Several posts circulated technical readings: RSI at 71.96, MFI at 86.95, MACD signal at 40.57, and Average True Range at 95.17. A separate snapshot cited beta (1Y) at 0.55, while another table left beta blank, again suggesting different data sources. In trader language, high RSI and MFI are often read as overheated conditions, which is why they were highlighted in threads. However, the posts did not provide a standardized timeframe for these indicators, so comparisons should be cautious. One line in the trend set labeled a “Technical Sentiment Signal: Buy,” which is a platform output rather than a company statement. Fundamentals snapshots also showed P/E at -51.6, EPS as 0 in one place, and basic EPS (TTM) at -30.60 INR in another, reflecting the impact of losses and differing calculation bases. Users also noted that “EPS based on prev. 4 trailing Qtrs. in the scrip is zero” under a series label, which contributed to confusion about which EPS is being referenced. The most consistent takeaway from the posts is that this is a high-volatility counter where technical indicators are being watched closely, but they are not a substitute for the reported financial results.
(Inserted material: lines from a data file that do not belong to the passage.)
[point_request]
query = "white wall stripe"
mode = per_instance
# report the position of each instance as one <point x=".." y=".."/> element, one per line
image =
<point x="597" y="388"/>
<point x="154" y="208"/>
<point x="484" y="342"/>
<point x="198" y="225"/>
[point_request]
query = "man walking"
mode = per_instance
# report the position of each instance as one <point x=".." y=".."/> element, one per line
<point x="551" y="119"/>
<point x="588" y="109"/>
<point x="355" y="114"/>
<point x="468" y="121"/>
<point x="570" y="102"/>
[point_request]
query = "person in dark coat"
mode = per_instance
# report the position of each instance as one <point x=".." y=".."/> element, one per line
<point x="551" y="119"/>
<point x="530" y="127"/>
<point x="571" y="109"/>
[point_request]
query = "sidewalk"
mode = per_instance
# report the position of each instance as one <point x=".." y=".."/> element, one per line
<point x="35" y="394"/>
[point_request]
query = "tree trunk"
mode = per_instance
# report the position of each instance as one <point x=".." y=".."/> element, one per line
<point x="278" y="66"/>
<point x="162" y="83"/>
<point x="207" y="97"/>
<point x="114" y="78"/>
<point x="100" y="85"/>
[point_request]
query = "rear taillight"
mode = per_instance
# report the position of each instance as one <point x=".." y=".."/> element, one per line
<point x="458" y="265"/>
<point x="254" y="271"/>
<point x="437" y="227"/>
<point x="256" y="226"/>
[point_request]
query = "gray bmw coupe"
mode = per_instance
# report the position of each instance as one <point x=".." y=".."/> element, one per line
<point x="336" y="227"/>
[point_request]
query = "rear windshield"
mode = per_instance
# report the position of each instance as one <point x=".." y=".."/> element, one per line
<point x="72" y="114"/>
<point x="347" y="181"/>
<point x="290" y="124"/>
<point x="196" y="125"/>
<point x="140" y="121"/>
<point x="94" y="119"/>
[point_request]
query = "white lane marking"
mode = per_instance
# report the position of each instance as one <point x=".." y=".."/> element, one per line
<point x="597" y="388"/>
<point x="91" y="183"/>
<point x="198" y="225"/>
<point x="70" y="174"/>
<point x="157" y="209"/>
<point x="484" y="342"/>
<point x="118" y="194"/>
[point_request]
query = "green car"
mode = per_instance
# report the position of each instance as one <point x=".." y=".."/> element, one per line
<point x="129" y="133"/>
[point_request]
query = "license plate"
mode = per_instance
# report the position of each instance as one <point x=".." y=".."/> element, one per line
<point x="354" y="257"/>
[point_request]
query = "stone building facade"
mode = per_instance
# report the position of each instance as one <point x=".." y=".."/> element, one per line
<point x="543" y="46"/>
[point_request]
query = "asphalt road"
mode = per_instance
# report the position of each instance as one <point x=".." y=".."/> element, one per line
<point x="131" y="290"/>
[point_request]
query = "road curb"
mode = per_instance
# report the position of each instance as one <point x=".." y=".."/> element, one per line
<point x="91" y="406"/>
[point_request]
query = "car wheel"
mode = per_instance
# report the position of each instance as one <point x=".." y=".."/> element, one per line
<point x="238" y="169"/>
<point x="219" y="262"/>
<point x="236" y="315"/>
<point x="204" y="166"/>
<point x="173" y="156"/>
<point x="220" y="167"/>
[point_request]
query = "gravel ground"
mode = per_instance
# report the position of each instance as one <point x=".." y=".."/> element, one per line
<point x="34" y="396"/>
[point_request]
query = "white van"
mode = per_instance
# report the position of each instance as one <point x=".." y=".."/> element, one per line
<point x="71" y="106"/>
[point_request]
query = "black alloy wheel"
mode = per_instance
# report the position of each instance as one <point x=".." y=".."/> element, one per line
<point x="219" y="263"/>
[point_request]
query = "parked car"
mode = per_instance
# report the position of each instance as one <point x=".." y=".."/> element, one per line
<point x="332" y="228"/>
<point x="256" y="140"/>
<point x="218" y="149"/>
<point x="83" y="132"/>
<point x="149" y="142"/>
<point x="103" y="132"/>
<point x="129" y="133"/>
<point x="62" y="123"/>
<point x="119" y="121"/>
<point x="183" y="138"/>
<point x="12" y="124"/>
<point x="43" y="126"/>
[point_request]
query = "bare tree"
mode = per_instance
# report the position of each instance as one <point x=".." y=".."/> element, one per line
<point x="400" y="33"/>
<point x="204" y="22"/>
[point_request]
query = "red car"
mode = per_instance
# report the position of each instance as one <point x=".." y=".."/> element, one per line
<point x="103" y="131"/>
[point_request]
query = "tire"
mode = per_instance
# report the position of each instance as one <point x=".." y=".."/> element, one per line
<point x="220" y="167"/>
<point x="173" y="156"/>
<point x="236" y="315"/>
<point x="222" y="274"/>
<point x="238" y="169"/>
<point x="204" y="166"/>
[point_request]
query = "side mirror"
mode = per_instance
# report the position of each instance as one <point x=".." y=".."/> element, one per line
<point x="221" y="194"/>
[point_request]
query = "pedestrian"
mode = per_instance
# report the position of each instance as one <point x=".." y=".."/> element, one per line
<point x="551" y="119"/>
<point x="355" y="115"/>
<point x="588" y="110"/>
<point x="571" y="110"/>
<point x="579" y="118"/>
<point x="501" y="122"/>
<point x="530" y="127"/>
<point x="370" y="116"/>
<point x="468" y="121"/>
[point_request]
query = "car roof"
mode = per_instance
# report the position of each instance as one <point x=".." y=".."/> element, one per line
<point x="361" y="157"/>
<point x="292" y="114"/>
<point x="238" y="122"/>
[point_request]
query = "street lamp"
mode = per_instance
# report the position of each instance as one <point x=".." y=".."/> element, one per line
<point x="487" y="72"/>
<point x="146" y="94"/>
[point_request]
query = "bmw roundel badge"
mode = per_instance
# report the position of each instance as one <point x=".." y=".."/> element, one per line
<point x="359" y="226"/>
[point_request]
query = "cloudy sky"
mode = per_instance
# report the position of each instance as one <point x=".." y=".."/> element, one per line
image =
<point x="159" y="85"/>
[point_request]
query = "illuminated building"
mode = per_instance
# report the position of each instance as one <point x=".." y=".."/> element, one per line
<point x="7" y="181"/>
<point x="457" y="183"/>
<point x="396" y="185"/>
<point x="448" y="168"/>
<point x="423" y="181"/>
Frequently Asked Questions

Posts cite FY26 total income of ₹439.98 crore with a loss of ₹227.51 crore, and Q4FY26 total income of ₹366.34 crore with a loss of ₹142.63 crore.
An exchange filing said promoter Hazel Infra proposed to sell about 5.01% equity via OFS, linked to minimum public shareholding, and the stock saw sharp moves around the headline.
Social posts attribute buying interest to the announcement of India’s first ammonia dual-fuel bulk carrier order, alongside other order-related headlines shared in the same period.
The trending context cites latest net debt of ₹2,436 crore as of Mar-26.
Posts show a 52-week low near ₹291.9, while the 52-week high is cited between roughly ₹2,489 and ₹2,518 depending on the tracker.